Il wahabismo, un radicalismo messianico nato nel Diciottesimo secolo, spera di ristabilire un fantomatico califfato basato sul deserto, un libro sacro e due luoghi santi, Mecca e Medina. Nato nel massacro e nel sangue, si caratterizza per un rapporto surreale con la donna, la preclusione dei territori sacri ai non musulmani e leggi religiose spietate. Ciò si traduce nell’odio ossessivo contro l’immagine e la rappresentazione, quindi l’arte, ma anche il corpo, la nudità e la libertà. L’Arabia Saudita è un Daesh riuscito. Colpisce come l’Occidente lo neghi: saluta la teocrazia come suo alleato, ma fa finta di non notare che è il principale sponsor ideologico della cultura islamica. Le generazioni estremiste più giovani del cosiddetto mondo arabo non erano nate come jihadiste. Erano incubate nella Fatwa Valley, una sorta di Vaticano islamico con un’industria immensa che produce teologi, leggi religiose, libri, politiche editoriali e campagne media aggressive.
Si potrebbe ribattere: l’Arabia Saudita stessa non è un possibile bersaglio di Daesh? Sì, focalizzarsi su questo significherebbe trascurare la forza dei legami tra la famiglia regnante e il clero da cui dipende la sua stabilità — e anche, sempre di più, la sua precarietà. I reali sauditi sono costretti in una trappola perfetta: indeboliti dalle leggi di successione che incoraggiano il ricambio, si aggrappano a legami ancestrali tra il re e i predicatori. Il clero saudita produce l’islamismo che minaccia il Paese legittimando al contempo il regime. Bisogna vivere nel mondo arabo per capire l’immenso potere dei canali televisivi religiosi di trasformare la società raggiungendo i suoi anelli più vulnerabili: famiglie, donne, aree rurali. La cultura islamica è diffusa in molti Paesi — Algeria, Marocco, Tunisia, Libia, Egitto, Mali, Mauritania. Ci sono migliaia di giornali islamici e autorità religiose che impongono una visione unitaria del mondo, le tradizioni e l’abbigliamento in pubblico, le leggi statali e i costumi sociali che ritengono contaminati.

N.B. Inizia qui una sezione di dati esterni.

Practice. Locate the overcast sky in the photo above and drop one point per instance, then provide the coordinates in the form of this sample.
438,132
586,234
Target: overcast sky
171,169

Vale la pena leggere certi giornali islamici per constatare le loro reazioni agli attacchi di Parigi. L’Occidente è rappresentato come una terra di “infedeli”. Gli attacchi sono il risultato dei massacri contro l’islam. I musulmani e gli arabi sono diventati i nemici dei secolari e degli ebrei. La questione palestinese è associata alla devastazione dell’Iraq e al ricordo del trauma coloniale, ed è confezionata in un discorso messianico volto a sedurre la massa. Quei discorsi vengono diffusi all’interno della società mentre, esternamente, i leader politici mandano le loro condoglianze alla Francia e denunciano un crimine contro l’umanità. Questa situazione totalmente schizofrenica si accompagna alla negazione delle aree oscure dell’Arabia Saudita da parte dell’Occidente.
Questo ci fa diffidare delle altisonanti dichiarazioni delle democrazie occidentali sulla necessità di combattere il terrorismo. La loro guerra non può che essere miope, in quanto mira all’effetto piuttosto che alla causa. Dato che Daesh è anzitutto una cultura, non una milizia, come si fa a evitare che le generazioni future si uniscano al jihadismo se rimane intatta l’influenza della Fatwa Valley e del suo clero, della sua cultura e della sua immensa industria editoriale?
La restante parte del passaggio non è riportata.